Multi-Time Schr\"odinger Equations Cannot Contain Interaction Potentials

TL;DR

This paper demonstrates that multi-time Schr"odinger equations cannot include interaction potentials without inconsistency, implying that interactions must be modeled via particle creation and annihilation rather than potentials.

Contribution

It proves that multi-time Schr"odinger equations with interaction potentials are inherently inconsistent, supporting the necessity of particle creation and annihilation for interactions.

Findings

Interaction potentials cause inconsistency in multi-time Schr"odinger equations.

Introducing a cut-off length makes the equations consistent with interactions.

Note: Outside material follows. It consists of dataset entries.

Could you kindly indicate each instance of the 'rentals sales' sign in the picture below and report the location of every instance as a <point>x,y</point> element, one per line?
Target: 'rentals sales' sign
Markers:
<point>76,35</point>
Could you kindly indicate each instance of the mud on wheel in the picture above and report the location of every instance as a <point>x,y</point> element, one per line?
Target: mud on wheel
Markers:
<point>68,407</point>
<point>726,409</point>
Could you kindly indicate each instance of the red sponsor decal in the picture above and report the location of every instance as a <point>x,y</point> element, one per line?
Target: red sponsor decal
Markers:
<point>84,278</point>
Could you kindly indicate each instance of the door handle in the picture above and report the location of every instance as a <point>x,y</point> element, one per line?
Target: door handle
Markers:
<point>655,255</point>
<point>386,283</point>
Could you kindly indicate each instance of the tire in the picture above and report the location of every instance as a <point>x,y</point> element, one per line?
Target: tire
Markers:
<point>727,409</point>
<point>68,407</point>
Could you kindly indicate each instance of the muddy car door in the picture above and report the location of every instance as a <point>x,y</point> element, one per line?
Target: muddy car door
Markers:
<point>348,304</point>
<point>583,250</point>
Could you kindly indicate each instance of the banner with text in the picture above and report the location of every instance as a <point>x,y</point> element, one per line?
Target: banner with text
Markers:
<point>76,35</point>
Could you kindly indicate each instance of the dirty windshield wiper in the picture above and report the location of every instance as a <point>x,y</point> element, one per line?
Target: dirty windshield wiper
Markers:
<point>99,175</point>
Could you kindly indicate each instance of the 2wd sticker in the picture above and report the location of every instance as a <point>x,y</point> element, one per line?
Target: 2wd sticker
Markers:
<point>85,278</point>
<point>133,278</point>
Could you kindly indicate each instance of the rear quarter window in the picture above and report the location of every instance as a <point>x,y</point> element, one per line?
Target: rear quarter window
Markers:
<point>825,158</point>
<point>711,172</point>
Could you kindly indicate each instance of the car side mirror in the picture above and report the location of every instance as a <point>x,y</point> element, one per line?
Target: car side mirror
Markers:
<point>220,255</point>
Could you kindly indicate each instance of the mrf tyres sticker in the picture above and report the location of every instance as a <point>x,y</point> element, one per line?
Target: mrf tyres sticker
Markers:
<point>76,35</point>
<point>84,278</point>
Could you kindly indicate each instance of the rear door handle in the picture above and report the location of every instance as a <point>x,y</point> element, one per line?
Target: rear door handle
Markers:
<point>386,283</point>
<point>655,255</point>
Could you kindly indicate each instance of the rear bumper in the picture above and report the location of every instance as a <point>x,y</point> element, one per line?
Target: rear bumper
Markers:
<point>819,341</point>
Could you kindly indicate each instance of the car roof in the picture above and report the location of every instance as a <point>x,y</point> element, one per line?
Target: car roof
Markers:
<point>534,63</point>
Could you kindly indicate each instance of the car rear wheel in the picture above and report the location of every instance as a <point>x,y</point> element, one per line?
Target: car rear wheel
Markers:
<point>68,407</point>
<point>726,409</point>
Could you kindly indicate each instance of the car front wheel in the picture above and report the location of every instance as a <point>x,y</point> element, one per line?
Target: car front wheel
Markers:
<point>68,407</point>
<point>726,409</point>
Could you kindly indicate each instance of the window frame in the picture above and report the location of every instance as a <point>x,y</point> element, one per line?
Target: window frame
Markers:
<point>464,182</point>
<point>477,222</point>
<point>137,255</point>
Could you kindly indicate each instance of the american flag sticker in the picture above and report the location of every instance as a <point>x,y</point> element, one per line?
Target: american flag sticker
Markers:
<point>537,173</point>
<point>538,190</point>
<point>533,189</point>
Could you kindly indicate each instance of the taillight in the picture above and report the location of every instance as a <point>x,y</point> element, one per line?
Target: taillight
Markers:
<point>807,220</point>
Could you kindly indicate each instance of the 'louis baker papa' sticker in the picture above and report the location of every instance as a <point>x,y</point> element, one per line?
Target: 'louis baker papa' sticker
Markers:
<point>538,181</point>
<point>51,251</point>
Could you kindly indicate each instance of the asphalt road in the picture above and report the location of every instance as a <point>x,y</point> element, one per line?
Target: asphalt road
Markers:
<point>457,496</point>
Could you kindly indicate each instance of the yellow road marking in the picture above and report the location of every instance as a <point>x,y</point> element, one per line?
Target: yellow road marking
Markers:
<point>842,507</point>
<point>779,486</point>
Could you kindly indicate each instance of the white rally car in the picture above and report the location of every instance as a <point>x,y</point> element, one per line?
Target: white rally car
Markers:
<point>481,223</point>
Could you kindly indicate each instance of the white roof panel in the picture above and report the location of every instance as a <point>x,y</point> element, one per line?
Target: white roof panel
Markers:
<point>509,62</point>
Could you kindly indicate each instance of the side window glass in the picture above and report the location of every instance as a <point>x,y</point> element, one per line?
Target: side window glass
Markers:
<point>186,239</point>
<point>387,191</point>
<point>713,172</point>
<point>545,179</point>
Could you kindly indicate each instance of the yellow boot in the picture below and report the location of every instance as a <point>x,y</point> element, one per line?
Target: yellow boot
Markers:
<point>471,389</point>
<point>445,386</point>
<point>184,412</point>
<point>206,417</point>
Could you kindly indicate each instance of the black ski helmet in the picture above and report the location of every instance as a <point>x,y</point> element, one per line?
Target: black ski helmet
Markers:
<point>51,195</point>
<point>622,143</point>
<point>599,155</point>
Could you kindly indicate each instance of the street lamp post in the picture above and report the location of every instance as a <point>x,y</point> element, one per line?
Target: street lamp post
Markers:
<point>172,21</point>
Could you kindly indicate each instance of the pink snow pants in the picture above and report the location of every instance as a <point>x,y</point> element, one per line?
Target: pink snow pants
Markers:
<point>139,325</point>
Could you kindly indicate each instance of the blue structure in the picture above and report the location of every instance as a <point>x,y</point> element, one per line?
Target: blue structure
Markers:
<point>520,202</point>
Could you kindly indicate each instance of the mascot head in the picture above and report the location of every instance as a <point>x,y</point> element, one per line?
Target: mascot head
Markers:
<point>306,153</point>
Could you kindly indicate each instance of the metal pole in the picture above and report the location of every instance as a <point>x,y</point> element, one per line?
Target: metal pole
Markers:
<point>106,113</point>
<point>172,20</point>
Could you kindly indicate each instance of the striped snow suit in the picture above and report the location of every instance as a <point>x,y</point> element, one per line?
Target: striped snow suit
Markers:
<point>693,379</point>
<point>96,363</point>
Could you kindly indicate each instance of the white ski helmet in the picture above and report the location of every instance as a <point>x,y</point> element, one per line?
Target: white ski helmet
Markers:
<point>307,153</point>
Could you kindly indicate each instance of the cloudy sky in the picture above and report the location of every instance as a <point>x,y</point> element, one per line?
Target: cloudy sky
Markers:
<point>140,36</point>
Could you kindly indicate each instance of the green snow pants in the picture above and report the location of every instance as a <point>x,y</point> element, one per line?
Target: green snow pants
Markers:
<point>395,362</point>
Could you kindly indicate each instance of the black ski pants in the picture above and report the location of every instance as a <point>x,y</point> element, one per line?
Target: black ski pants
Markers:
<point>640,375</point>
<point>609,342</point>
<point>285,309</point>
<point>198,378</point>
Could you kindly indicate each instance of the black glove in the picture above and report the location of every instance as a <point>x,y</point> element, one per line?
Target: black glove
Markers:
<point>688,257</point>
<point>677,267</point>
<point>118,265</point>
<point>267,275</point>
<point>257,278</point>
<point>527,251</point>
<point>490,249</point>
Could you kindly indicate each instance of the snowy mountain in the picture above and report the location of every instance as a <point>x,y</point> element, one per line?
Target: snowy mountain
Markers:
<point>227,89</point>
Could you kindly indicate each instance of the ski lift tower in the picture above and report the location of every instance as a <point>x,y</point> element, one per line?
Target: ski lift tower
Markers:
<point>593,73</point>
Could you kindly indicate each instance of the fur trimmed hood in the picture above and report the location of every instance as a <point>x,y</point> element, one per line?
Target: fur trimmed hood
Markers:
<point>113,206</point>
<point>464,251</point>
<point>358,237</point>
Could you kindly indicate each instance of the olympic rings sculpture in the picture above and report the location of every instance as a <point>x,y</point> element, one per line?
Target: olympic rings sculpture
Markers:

Removing the cut-off leads to interaction-free equations, confirming the main conclusion.

Abstract

Multi-time wave functions are wave functions that have a time variable for every particle, such as $\phi(t_1,x_1,\ldots,t_N,x_N)$. They arise as a relativistic analog of the wave functions of quantum mechanics but can be applied also in quantum field theory. The evolution of a wave function with N time variables is governed by N Schr\"odinger equations, one for each time variable. These Schr\"odinger equations can be inconsistent with each other, i.e., they can fail to possess a joint solution for every initial condition; in fact, the N Hamiltonians need to satisfy a certain commutator condition in order to be consistent. While this condition is automatically satisfied for non-interacting particles, it is a challenge to set up consistent multi-time equations with interaction. We prove for a wide class of multi-time Schr\"odinger equations that the presence of interaction potentials (given by multiplication operators) leads to inconsistency. We conclude that interaction has to be implemented instead by creation and annihilation of particles, which, in fact, can be done consistently, as we show elsewhere [17]. We also prove the following result: When a cut-off length $\delta>0$ is introduced (in the sense that the multi-time wave function is defined only on a certain set of spacelike configurations, thereby breaking Lorentz invariance), then the multi-time Schr\"odinger equations with interaction potentials of range $\delta$ are consistent; however, in the desired limit $\delta\to 0$ of removing the cut-off, the resulting multi-time equations are interaction-free, which supports the conclusion expressed in the title.